Always verify template population BEFORE sending encoded events:

# Wait for this to return > 0:
| inputlookup tenx-dml-lookup | stats count

Recovery (if already happened):

  1. Load the missing templates - Re-send template data via HEC (same format as before) - Wait 2-3 minutes for "Consume KV" to process

  2. Re-index the encoded events (optional)

    # If using Kubernetes:
    kubectl delete pod <forwarder-pod-name>  # Triggers reprocessing
    
    # If using file-based forwarder:
    # Delete offset tracking file, restart forwarder
    

  3. Verify recovery:

    | index=<your-index> sourcetype=tenx_encoded
    | head 10 | `tenx-inflate`
    # Should now return expanded events
    

Distributed KV Store setup for multi-node Splunk clusters

For production Splunk clusters, KV Store can be: - Replicated (HA across nodes) - Partitioned (scaled across multiple collections)

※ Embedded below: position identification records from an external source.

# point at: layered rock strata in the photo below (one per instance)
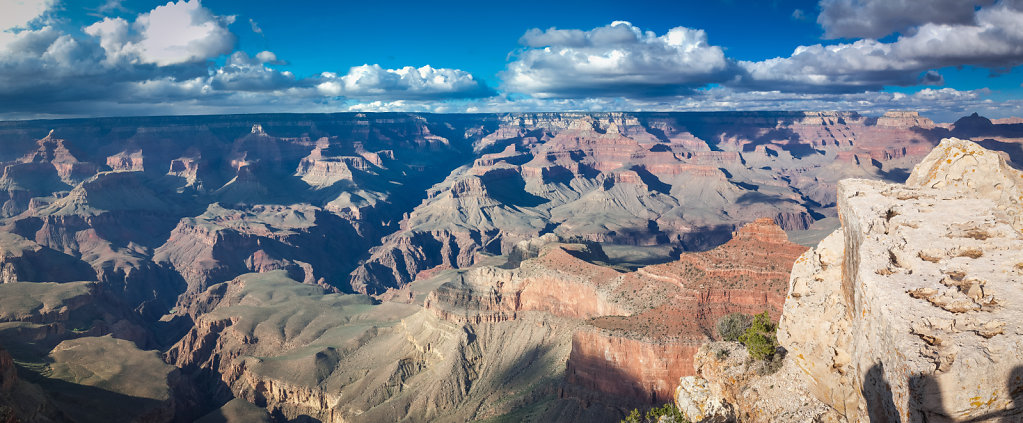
(909, 312)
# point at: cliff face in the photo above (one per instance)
(640, 179)
(927, 285)
(909, 311)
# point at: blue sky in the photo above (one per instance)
(109, 57)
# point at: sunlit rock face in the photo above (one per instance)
(910, 310)
(516, 264)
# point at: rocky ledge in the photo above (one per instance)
(910, 311)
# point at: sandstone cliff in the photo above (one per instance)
(909, 312)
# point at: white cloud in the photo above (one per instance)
(615, 59)
(371, 81)
(175, 33)
(255, 27)
(876, 18)
(994, 40)
(18, 14)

For 3-node Splunk cluster:

KV Store automatically replicates to all nodes (no special config). To verify:

# On each node:
| rest /servicesNS/nobody/tenx-for-splunk/storage/collections/config
| search title="tenx_dml"
| table label, acl{}.perms

All three nodes should return the same collection.

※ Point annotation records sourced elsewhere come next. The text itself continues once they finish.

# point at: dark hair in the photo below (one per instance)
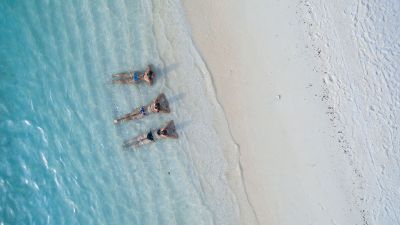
(150, 74)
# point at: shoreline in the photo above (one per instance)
(266, 77)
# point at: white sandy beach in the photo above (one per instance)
(273, 69)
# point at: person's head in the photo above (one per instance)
(150, 75)
(157, 106)
(162, 132)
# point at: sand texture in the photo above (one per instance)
(311, 93)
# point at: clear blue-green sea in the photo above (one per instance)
(61, 156)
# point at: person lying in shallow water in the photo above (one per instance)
(158, 105)
(168, 131)
(132, 77)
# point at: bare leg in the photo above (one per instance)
(141, 140)
(123, 81)
(129, 116)
(124, 75)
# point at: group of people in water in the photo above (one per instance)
(158, 105)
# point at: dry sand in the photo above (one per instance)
(267, 78)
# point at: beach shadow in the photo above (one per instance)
(176, 98)
(166, 69)
(182, 125)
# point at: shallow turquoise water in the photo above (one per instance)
(61, 157)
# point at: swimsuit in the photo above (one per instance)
(143, 111)
(136, 76)
(150, 136)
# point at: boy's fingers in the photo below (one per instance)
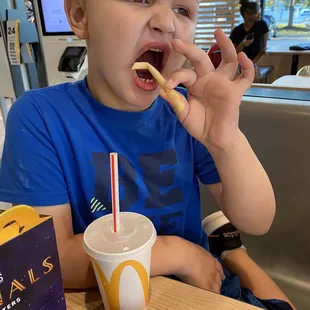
(199, 58)
(185, 76)
(228, 50)
(247, 75)
(220, 270)
(229, 64)
(180, 114)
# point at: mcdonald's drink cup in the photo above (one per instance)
(121, 260)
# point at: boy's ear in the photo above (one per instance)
(76, 14)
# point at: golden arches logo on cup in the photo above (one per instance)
(112, 288)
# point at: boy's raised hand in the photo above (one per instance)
(211, 113)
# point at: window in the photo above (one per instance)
(216, 14)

Performance optimization for distributed setup:

# In app's local/collections.conf (or via REST):

[tenx_dml]
field.pattern_hash = string
field.pattern = string
accelerated_fields = pattern_hash  # Index pattern_hash for faster lookups

This creates an index on pattern_hash (faster expansion macro joins).

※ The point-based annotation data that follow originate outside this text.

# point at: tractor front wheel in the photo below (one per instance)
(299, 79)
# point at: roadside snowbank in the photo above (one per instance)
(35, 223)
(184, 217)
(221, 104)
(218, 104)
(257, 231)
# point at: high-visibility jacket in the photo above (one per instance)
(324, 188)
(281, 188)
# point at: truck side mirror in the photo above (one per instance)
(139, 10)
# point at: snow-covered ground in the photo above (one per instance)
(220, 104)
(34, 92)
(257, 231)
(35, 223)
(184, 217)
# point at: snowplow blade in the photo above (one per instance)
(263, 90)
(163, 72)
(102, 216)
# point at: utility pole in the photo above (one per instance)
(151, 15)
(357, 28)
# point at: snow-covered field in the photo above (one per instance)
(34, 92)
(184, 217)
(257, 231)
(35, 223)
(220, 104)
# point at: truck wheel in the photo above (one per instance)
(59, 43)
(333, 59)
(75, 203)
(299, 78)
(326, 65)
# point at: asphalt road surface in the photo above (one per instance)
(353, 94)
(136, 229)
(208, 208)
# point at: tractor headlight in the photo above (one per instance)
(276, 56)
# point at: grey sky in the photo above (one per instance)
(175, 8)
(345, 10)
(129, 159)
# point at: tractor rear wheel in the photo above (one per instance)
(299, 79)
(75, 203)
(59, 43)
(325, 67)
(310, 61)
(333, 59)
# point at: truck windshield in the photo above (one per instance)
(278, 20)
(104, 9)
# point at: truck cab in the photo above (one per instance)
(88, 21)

For very large clusters (10+ nodes):

Consider dedicated KV Store nodes:

Edit: $SPLUNK_HOME/etc/system/local/server.conf
[sslConfig]
serverRepositories = <list-of-kv-store-only-nodes>

Monitoring cluster KV Store health:

| rest /servicesNS/nobody/tenx-for-splunk/storage/collections/data/tenx_dml
| stats count as templates_primary
| append
  [| rest /servicesNS/nobody/tenx-for-splunk/storage/collections/data/tenx_dml
   | stats count as templates_replica]

Both should be equal (healthy replication).